14 de dezembro de 2015

O poder dos alimentos

14 December 2015

Mais do que um recurso para saciedade da fome ou deleite da degustação, os alimentos são fonte vital de nutrientes e energia para o corpo humano. Ante os inúmeros apelos da indústria alimentícia, o grande desafio na atualidade tem sido reunir sabor e saúde na mesma refeição. Para os brasileiros, essa difícil tarefa começa a refletir em mudanças de padrão alimentar com consequências. Dados do Instituto Nacional de Câncer – INCA mostram que o consumo de embutidos é crescente no país, assim como a tendência a incorporar hábitos norte-americanos como o fast-food.
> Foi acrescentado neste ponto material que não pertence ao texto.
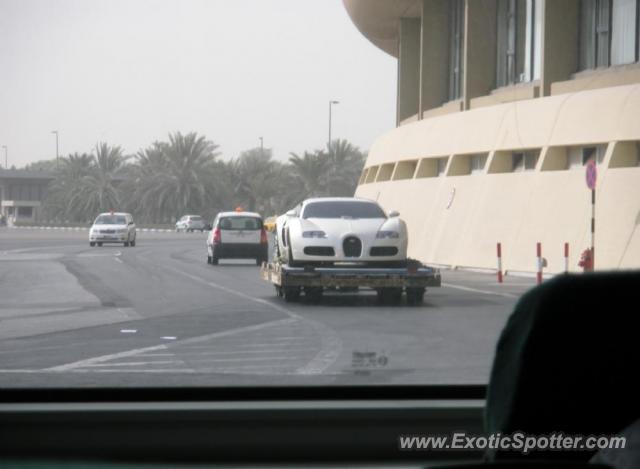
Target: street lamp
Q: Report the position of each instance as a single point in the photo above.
(331, 103)
(57, 154)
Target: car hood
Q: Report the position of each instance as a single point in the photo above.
(344, 226)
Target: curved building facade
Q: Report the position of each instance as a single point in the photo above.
(501, 106)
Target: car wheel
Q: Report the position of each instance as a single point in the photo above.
(290, 260)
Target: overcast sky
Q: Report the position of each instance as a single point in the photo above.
(129, 71)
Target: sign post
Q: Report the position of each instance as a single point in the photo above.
(591, 177)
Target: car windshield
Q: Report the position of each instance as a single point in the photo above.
(342, 209)
(240, 223)
(110, 220)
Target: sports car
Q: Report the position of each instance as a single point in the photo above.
(340, 230)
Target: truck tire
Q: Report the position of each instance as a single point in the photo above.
(415, 296)
(389, 295)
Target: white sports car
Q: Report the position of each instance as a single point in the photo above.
(337, 230)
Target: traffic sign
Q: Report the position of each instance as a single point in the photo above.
(591, 174)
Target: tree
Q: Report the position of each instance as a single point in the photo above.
(174, 177)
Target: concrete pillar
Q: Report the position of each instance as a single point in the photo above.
(408, 68)
(559, 41)
(434, 57)
(480, 49)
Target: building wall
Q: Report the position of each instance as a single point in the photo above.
(458, 219)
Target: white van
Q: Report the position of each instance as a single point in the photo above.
(237, 235)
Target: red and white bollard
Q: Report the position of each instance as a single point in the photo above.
(539, 258)
(499, 251)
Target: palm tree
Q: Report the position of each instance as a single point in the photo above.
(98, 191)
(346, 161)
(175, 176)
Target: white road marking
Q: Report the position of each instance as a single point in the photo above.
(331, 344)
(131, 353)
(477, 290)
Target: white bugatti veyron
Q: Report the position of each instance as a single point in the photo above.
(340, 230)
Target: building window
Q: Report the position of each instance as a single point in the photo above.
(519, 39)
(477, 163)
(524, 160)
(456, 44)
(625, 35)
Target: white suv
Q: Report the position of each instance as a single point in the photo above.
(113, 227)
(237, 235)
(190, 223)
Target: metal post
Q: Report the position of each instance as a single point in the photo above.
(499, 251)
(593, 229)
(57, 153)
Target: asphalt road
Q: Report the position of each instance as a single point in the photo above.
(158, 314)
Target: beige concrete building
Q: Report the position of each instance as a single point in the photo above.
(501, 104)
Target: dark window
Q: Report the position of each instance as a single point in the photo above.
(456, 45)
(345, 209)
(595, 33)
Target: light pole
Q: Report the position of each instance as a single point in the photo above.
(331, 103)
(57, 154)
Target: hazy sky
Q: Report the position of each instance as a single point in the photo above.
(129, 71)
Hoje, o excesso de peso atinge 52,5% da população nacional, enquanto a taxa de obesidade já supera os 17%, segundo o Ministério da Saúde. A relação entre hábitos alimentares e o aparecimento de doenças crônicas não transmissíveis, como obesidade, hipertensão e câncer, é cada vez mais evidenciada em pesquisas. Selecionar os alimentos certos representa uma atitude necessária para a conquista de uma vida longeva e saudável na avaliação de especialistas, como a chefe de Nutrição do Hospital Português, Gildete Fernandes, e a líder do Centro de Oncologia HP, Dra. Clarissa Mathias, que comentam os riscos e benefícios contidos na comida de cada dia.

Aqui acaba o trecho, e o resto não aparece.